Ms Povoden had managed to convince the High Court that Mr Kabonyo duped her into believing he was not married when they met at a university in Yugoslavia, where both were students in 1964.
The two were married and opened a joint account from which they grew their wealth. But on coming to Kenya, Povoden was stunned to discover that her spouse had a Kenyan wife.
The High Court gave her a share of the property but Kabonyo went to the Court of Appeal, arguing that Povoden knew all along that he was married.
The court ruled that neither of the two had specific entitlement to the jointly owned property.
This means that one owns a 50 per cent share that cannot be divided in favour of either partner no matter how little or much one has contributed.
The High Court had awarded Povoden 95 per cent of one property and 50 per cent of a second one. Kabonyo got 5 per cent and 50 per cent respectively.
But Court of Appeal judges William Ouko, Asike Makhandia and Agnes Murgor ruled that the High Court was wrong as the two were never husband and wife.
“All they did together while labouring under that mistake pointed to a clear intention of joint investment and joint ownership without assigning any portion to any one of them,” the judges found.
The Court of Appeal allowed each party to keep what they were holding and ordered that they should conduct transfers to each other, thus ending an 11-year legal battle.
“It follows therefore that the benefits granted to a lawful marriage are not available to cohabitees who are deemed never to have been married at all. As they would say in Latin in the days of old, "Nihil fit ex nihilo" (out of nothing, nothing comes), the judges found.
They observed that those interested in living together without marrying each other exposed themselves to legal hurdles.

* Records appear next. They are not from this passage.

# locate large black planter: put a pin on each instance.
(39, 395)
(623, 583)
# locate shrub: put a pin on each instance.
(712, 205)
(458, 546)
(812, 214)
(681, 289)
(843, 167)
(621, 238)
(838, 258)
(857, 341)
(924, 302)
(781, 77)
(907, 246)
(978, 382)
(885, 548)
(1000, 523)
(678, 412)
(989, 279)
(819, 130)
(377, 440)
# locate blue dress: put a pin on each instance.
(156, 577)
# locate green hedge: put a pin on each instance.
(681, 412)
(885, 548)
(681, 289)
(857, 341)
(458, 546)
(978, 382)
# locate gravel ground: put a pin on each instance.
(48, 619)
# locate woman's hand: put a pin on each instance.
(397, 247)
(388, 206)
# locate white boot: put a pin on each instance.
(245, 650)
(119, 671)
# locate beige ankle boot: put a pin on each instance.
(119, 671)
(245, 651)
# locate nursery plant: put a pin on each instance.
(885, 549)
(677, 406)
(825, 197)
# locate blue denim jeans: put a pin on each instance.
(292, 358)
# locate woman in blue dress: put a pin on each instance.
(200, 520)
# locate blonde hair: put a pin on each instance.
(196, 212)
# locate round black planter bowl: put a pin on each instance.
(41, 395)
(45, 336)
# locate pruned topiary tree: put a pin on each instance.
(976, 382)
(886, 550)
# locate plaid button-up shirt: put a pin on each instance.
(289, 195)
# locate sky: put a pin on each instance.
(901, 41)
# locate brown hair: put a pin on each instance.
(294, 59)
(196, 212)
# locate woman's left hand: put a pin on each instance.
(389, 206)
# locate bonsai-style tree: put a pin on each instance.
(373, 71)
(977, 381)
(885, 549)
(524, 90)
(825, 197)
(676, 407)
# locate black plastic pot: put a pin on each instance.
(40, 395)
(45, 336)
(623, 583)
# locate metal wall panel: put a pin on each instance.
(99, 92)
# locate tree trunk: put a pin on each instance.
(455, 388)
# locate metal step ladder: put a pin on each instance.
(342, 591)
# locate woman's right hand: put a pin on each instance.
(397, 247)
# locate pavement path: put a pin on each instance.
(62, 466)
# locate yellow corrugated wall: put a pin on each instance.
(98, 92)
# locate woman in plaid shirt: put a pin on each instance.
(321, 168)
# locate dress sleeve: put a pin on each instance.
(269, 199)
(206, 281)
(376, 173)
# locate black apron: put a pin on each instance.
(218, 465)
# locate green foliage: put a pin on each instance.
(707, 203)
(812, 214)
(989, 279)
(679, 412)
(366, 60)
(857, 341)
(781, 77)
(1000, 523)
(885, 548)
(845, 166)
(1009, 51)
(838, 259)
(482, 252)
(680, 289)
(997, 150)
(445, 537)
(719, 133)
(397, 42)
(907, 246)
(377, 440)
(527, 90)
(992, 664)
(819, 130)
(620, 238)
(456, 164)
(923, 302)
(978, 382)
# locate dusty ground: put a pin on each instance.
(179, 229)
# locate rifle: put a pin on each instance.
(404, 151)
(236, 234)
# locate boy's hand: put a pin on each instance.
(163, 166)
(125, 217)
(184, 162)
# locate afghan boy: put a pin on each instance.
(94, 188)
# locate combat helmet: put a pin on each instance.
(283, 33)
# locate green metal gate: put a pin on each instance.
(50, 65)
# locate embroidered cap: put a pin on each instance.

“Such unions present many challenges for those involved and are fraught with legal uncertainties,” they said.
The two met at the University of Ljubljana, where Povoden was an architectural engineering student and Kabonyo studied agronomy.
They got married in September 1964 in the same country. Four years later, they both came to Kenya and lived as a husband and wife and had three children.
All this time, the woman told the court, she did not know that the man was married to one Christina Anyonyo. It took 15 years for Povoden to discover Kabonyo was someone else’s husband.
But Kabonyo told the court that when they got married, Povoden was aware that he had a wife back home.
Povoden filed a case in the High Court and the marriage was annulled although they continued to live together in the same house for one more year.
Povoden then went after two properties they had acquired during their union. Both were registered as joint properties.
According to her, they acquired the first property by virtue of her work as an architect with the National Housing Corporation.
The judges were told that she paid Sh17,200, being 10 per cent of the purchase price, from the joint account and that the remainder was settled through her savings in Yugoslavia, a gift from her mother and some direct deposit.
The second property was allocated to Kabonyo by the Government. He paid Sh16,035 to settle the purchase price from the joint account and had it registered under their joint names.